# relatively new sod slowly dying in patches



## Dave Sal (Dec 20, 2012)

This past May I sodded a part of the back yard. Looked great, and I watered it twice a day religiously for about 6 weeks. Then I fertilized it with starter fertilizer and started mowing it. It still looked great. Lately though, it's been going downhill ever since. I have dead / dying patches that look bad. I'm wondering if anyone can look at the before and after pics and let me know if anything jumps out at them as to the cause. I'm going to be doing a soil test soon but in the meantime I'd appreciate any comments based on the pics. The grass is watered thoroughly each day so it's not a lack of water that's causing this. Thanks


----------



## Nik333 (Mar 1, 2015)

Fungus? Water & heat . . .There was just a thread about this. . .

Is there anything different about this patch, like drainage?

Sorry, I guess you just got teased about dog pee. Better luck this time. :}


----------



## Dave Sal (Dec 20, 2012)

Yeah, I got the animal pee in the first post. I didn't really want to start a new one but most DIY'ers like pictures. The drainage is the same. There are lawns in the neighborhood that look like a new country club fairway. Mine used to look like that years ago. Don't know what the difference is. I wonder if a soil test will be able to tell if a fungus is at work here. I'm going to send a picture with the soil sample so they can see what I'm dealing with. Thanks for the reply.


----------



## SPS-1 (Oct 21, 2008)

Fertilizing in the summer is not considered a good idea.

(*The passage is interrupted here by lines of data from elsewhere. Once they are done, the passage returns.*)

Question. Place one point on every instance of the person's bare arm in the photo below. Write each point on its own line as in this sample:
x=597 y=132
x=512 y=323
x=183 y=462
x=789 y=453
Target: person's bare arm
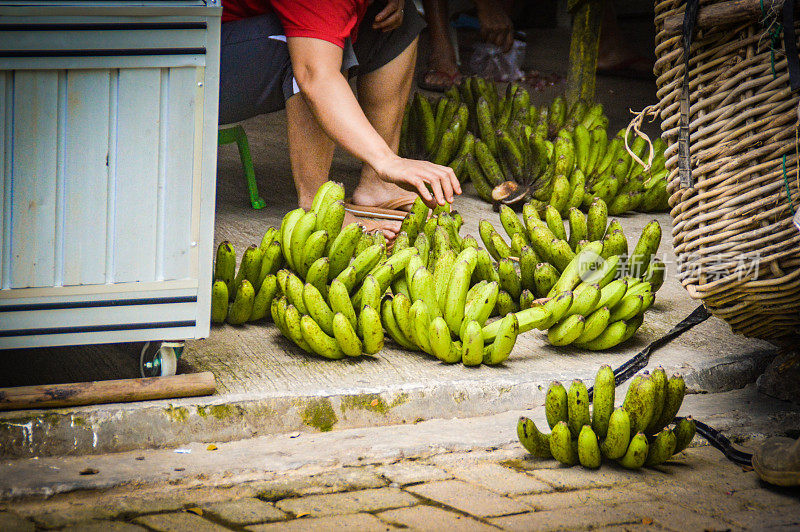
x=316 y=65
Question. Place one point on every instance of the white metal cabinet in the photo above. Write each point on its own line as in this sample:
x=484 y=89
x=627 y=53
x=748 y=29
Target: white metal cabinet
x=108 y=131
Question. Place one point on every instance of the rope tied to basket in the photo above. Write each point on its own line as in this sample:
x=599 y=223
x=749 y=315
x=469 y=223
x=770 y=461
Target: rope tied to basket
x=636 y=125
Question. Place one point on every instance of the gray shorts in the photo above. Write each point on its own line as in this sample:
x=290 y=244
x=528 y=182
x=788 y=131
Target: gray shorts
x=256 y=72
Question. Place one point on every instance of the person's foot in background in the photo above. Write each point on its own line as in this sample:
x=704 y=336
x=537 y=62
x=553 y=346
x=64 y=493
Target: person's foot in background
x=495 y=28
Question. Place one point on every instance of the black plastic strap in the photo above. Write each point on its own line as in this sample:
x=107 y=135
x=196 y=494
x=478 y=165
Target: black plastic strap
x=790 y=45
x=722 y=444
x=638 y=362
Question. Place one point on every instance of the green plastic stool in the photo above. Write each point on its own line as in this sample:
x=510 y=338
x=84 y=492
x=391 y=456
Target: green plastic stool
x=236 y=134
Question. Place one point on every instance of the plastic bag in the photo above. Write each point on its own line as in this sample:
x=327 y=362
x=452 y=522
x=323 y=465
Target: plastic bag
x=488 y=61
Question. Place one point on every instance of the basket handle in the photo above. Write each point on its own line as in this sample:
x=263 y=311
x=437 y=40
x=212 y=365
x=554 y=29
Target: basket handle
x=684 y=150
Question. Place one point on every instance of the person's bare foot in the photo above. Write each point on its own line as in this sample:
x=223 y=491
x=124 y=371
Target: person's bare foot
x=389 y=228
x=375 y=193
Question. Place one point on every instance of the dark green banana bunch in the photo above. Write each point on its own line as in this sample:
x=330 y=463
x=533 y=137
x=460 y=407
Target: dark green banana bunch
x=635 y=434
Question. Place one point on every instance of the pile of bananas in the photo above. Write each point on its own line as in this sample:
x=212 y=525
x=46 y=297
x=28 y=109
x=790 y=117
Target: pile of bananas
x=634 y=434
x=234 y=297
x=597 y=291
x=513 y=152
x=442 y=303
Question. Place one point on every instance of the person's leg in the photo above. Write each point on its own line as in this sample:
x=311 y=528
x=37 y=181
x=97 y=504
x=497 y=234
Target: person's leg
x=310 y=150
x=383 y=94
x=442 y=69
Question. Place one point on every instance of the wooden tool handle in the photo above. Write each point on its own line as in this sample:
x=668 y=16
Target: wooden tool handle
x=99 y=392
x=724 y=13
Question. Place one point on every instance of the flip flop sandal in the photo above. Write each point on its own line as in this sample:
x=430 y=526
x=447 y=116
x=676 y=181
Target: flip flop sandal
x=627 y=69
x=453 y=79
x=777 y=461
x=388 y=210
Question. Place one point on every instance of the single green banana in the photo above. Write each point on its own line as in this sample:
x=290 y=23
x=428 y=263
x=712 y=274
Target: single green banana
x=442 y=346
x=555 y=222
x=340 y=301
x=343 y=247
x=300 y=234
x=318 y=308
x=593 y=326
x=556 y=408
x=346 y=336
x=532 y=440
x=636 y=454
x=420 y=325
x=271 y=260
x=661 y=449
x=392 y=327
x=645 y=248
x=618 y=436
x=612 y=293
x=263 y=300
x=584 y=299
x=318 y=275
x=456 y=297
x=292 y=319
x=320 y=342
x=225 y=266
x=500 y=349
x=558 y=307
x=566 y=331
x=612 y=336
x=596 y=220
x=313 y=249
x=577 y=407
x=659 y=380
x=527 y=268
x=371 y=330
x=577 y=227
x=627 y=308
x=676 y=389
x=472 y=348
x=544 y=277
x=603 y=400
x=219 y=301
x=684 y=433
x=585 y=261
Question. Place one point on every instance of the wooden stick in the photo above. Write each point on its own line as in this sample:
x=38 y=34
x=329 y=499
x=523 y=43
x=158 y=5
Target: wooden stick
x=725 y=13
x=99 y=392
x=583 y=51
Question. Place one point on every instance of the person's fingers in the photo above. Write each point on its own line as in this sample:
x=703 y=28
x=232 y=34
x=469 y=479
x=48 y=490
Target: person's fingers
x=436 y=186
x=455 y=184
x=391 y=22
x=423 y=191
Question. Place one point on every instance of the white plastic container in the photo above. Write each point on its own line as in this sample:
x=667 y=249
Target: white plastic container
x=108 y=138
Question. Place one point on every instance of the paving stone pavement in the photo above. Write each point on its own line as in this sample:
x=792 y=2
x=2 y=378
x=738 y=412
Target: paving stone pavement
x=474 y=491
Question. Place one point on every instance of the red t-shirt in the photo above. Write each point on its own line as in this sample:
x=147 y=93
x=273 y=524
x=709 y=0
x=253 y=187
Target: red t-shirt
x=329 y=20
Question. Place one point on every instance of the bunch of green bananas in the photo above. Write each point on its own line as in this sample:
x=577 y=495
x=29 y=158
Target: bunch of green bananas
x=512 y=151
x=247 y=295
x=442 y=303
x=634 y=435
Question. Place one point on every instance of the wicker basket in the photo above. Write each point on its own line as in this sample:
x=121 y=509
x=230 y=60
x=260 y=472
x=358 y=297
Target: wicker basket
x=738 y=250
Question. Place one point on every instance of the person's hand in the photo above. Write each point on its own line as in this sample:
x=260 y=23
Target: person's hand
x=418 y=176
x=496 y=26
x=390 y=16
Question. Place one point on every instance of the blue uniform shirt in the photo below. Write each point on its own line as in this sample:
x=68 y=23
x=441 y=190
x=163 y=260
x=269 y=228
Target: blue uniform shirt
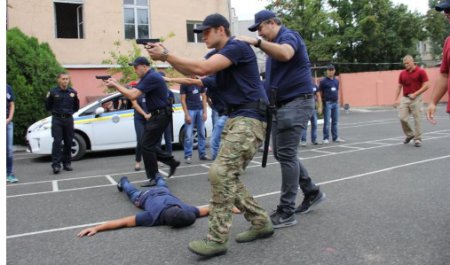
x=154 y=202
x=240 y=83
x=211 y=91
x=193 y=99
x=330 y=89
x=10 y=97
x=142 y=103
x=154 y=87
x=291 y=78
x=62 y=101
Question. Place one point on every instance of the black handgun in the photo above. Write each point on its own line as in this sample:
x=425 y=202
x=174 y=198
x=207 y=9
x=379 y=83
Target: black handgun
x=103 y=77
x=145 y=41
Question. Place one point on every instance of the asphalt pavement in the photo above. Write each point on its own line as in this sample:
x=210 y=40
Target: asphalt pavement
x=387 y=203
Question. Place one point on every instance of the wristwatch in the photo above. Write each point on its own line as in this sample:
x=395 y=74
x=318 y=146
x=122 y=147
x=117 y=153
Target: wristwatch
x=258 y=42
x=165 y=54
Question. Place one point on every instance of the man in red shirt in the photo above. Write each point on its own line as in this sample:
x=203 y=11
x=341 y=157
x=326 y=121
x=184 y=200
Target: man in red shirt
x=443 y=82
x=414 y=81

https://www.todayshomeowner.com/summer-lawn-care-guide/


----------



## Dave Sal (Dec 20, 2012)

SPS-1 said:


> Fertilizing in the summer is not considered a good idea.
> 
> https://www.todayshomeowner.com/summer-lawn-care-guide/


That was an interesting read. Copying and saving for future reference. And timely too, as I was thinking about fertilizing the front lawn in a week or so. Now I'll hold off till the fall. Makes me wonder about the validity of Scott's Four Step Plan. Thanks again for the link.


----------



## Msradell (Sep 1, 2011)

My first guess would be that it's being over watered. Especially when you consider the fact that the place is dying as close to the driveway so that area doesn't drain off as well. It's been in long enough that it should be quite well-established and should only require watering two or three times per week.


----------



## Dave Sal (Dec 20, 2012)

Guess I'll try not watering for a while. It's been pretty hot and dry in the Chicago area lately. Maybe it's best to let it go dormant and see what happens. Thanks


----------